10th Secretary of the Smithsonian Institution
- In office 1994–1999
- Preceded by: Robert McCormick Adams
- Succeeded by: Lawrence M. Small

6th Chancellor of the University of California, Berkeley
- In office 1980–1990
- Preceded by: Albert H. Bowker
- Succeeded by: Chang-Lin Tien

Personal details
- Born: May 30, 1930 New York City, New York
- Died: November 19, 2011 (aged 81) Berkeley, California
- Spouse: Therese Thau
- Education: Dartmouth College (BA); Yale Law School (JD);

= Ira Michael Heyman =

American lawyer and academic administrator

Ira Michael Heyman (May 30, 1930 - November 19, 2011) was an American lawyer. He was a professor of law and of city and regional planning, and was Chancellor of University of California, Berkeley, and Secretary of the Smithsonian Institution.

==Life==
Heyman was born in 1930 in New York City. He graduated from the Bronx High School of Science, and in 1951 from Dartmouth College. At Dartmouth he joined the Theta Chi men's fraternity. After serving as a U.S. Marine Corps officer during the Korean War, he entered Yale Law School, where he became editor of the Yale Law Journal. Following his graduation in 1956, he served as a law clerk for Judge Charles Edward Clark of the U.S. Court of Appeals for the Second Circuit, and then from 1958 to 1959 he was a clerk for Chief Justice Earl Warren.

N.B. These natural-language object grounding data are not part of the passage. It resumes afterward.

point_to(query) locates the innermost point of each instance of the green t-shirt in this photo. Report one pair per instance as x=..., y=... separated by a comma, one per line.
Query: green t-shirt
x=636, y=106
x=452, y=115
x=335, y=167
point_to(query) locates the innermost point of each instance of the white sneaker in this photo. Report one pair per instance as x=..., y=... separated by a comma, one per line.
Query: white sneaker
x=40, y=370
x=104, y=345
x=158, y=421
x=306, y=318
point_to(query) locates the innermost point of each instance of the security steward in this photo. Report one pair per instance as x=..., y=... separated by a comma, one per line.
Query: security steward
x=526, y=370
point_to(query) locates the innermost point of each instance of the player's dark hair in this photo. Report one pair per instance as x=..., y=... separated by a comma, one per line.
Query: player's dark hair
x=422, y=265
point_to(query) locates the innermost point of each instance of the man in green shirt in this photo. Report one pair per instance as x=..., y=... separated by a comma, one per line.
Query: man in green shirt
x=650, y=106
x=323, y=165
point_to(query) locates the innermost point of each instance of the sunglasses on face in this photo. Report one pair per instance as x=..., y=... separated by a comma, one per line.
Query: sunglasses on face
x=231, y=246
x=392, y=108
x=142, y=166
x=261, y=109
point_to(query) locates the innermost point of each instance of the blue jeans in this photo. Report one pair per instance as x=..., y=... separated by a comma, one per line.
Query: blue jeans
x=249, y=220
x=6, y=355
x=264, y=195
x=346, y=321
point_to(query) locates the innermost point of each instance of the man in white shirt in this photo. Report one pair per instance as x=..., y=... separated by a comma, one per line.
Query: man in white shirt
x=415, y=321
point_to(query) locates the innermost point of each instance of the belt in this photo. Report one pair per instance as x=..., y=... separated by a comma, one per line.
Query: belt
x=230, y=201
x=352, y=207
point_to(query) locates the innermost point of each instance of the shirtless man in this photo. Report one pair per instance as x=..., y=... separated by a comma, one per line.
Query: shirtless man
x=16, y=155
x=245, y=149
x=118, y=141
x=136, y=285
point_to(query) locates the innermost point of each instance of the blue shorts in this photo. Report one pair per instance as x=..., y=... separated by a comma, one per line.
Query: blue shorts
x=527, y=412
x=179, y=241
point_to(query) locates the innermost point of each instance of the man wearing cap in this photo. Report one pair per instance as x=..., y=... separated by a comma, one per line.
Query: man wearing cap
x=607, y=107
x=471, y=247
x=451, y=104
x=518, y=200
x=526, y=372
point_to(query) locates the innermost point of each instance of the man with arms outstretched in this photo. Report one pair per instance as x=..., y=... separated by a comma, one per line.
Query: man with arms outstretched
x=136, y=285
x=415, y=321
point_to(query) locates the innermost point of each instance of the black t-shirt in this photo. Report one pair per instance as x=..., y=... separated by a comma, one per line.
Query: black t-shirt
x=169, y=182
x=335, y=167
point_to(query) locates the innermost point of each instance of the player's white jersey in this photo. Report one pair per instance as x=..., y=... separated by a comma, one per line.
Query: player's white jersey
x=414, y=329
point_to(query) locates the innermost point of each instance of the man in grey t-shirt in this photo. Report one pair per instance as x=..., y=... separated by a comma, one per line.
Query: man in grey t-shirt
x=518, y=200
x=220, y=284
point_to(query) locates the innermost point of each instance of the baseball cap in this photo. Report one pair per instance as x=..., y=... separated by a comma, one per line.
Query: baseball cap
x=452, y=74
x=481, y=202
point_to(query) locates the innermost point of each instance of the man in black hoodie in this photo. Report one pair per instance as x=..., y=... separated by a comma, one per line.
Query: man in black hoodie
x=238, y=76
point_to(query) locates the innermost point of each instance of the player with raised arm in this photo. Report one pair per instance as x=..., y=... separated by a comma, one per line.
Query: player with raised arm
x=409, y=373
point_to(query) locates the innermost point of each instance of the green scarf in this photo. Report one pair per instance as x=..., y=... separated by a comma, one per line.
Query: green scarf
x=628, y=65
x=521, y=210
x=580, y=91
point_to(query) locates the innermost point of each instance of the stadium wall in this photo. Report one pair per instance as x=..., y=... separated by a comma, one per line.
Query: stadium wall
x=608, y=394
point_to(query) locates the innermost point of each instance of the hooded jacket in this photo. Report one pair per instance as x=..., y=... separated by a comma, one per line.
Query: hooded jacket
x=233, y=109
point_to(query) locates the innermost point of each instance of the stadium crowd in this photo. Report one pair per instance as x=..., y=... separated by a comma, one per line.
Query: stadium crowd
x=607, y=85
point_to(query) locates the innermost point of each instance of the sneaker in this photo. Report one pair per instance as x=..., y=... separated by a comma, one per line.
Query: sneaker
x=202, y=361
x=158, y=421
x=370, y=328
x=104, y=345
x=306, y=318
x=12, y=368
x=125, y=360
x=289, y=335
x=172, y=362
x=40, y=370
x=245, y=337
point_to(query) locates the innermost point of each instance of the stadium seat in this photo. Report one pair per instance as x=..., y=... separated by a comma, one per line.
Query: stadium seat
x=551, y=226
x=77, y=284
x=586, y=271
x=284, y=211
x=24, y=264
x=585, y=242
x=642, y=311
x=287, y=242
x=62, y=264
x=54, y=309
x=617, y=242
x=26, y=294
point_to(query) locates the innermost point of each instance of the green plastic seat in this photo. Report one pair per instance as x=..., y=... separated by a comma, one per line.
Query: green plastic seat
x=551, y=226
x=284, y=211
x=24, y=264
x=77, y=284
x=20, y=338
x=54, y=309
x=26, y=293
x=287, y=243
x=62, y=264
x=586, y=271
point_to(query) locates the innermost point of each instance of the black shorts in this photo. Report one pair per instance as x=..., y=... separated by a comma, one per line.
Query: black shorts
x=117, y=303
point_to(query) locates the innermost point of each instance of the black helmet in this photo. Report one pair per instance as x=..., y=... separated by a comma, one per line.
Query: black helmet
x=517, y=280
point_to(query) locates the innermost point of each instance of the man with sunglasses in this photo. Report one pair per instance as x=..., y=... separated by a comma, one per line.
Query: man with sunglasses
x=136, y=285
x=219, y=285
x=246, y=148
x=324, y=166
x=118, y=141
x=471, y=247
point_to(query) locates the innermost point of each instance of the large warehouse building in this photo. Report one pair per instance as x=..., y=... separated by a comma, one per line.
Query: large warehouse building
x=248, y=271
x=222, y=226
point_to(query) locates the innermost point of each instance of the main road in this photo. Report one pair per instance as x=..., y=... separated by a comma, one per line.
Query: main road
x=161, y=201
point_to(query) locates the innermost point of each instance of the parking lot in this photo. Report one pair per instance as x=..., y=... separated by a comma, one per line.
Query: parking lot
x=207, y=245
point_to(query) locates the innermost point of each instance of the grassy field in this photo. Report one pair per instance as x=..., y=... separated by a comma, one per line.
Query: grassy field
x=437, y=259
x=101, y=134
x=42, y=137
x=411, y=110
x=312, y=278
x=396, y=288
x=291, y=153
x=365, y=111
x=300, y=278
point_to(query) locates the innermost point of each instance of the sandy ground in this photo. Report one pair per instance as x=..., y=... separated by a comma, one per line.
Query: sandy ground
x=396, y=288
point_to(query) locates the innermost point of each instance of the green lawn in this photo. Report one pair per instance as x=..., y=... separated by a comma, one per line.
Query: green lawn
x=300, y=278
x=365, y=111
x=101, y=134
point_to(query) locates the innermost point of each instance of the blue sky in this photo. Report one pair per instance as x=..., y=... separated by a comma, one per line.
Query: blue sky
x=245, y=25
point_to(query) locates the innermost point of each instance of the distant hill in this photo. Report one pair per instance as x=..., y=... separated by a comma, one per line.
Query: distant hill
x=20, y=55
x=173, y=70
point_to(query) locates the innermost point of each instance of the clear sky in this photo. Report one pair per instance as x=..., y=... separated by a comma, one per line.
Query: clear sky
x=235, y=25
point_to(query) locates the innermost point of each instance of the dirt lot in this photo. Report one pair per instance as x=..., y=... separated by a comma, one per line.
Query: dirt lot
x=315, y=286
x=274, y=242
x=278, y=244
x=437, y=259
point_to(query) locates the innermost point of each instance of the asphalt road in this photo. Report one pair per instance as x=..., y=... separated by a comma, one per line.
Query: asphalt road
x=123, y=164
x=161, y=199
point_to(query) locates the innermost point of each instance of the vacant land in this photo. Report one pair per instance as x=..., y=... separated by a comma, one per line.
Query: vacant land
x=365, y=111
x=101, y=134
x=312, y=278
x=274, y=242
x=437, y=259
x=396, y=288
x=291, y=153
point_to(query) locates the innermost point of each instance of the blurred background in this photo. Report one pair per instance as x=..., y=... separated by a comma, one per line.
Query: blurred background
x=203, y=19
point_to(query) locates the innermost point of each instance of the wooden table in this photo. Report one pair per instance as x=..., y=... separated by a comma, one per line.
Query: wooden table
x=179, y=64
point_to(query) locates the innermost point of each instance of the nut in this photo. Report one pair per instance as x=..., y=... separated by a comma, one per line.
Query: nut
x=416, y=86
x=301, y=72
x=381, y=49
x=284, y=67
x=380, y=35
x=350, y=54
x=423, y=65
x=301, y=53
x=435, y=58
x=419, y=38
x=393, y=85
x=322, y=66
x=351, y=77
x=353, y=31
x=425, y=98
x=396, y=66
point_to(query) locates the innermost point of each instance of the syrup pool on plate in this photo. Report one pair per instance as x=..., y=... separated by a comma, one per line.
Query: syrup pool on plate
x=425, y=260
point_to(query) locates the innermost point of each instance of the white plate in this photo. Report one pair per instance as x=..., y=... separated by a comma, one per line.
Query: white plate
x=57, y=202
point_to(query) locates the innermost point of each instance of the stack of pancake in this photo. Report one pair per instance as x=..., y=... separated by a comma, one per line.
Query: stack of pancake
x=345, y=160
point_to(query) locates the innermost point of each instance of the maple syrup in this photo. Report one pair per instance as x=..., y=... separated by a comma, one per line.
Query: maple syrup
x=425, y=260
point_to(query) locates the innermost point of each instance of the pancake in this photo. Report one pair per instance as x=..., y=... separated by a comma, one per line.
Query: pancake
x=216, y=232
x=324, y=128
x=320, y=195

He joined the law faculty at Berkeley in 1959, and he became Vice Chancellor in 1974. He was named Berkeley's sixth Chancellor and served in that capacity from 1980 to 1990.

He returned to teaching law after leaving the Chancellorship. He was Counselor to the Secretary and Deputy Assistant Secretary for Policy at the U.S. Department of Interior, from 1993 to 1994; and Secretary of the Smithsonian Institution from 1994 to 2000. He served as a trustee of Dartmouth College from 1982 until 1992 and as the chair of the Board of Trustees for the last two years of his tenure. During his Berkeley years he became a member of the Bohemian Club, at which his closest associates included Caspar Weinberger, who was Ronald Reagan's Secretary of Defense.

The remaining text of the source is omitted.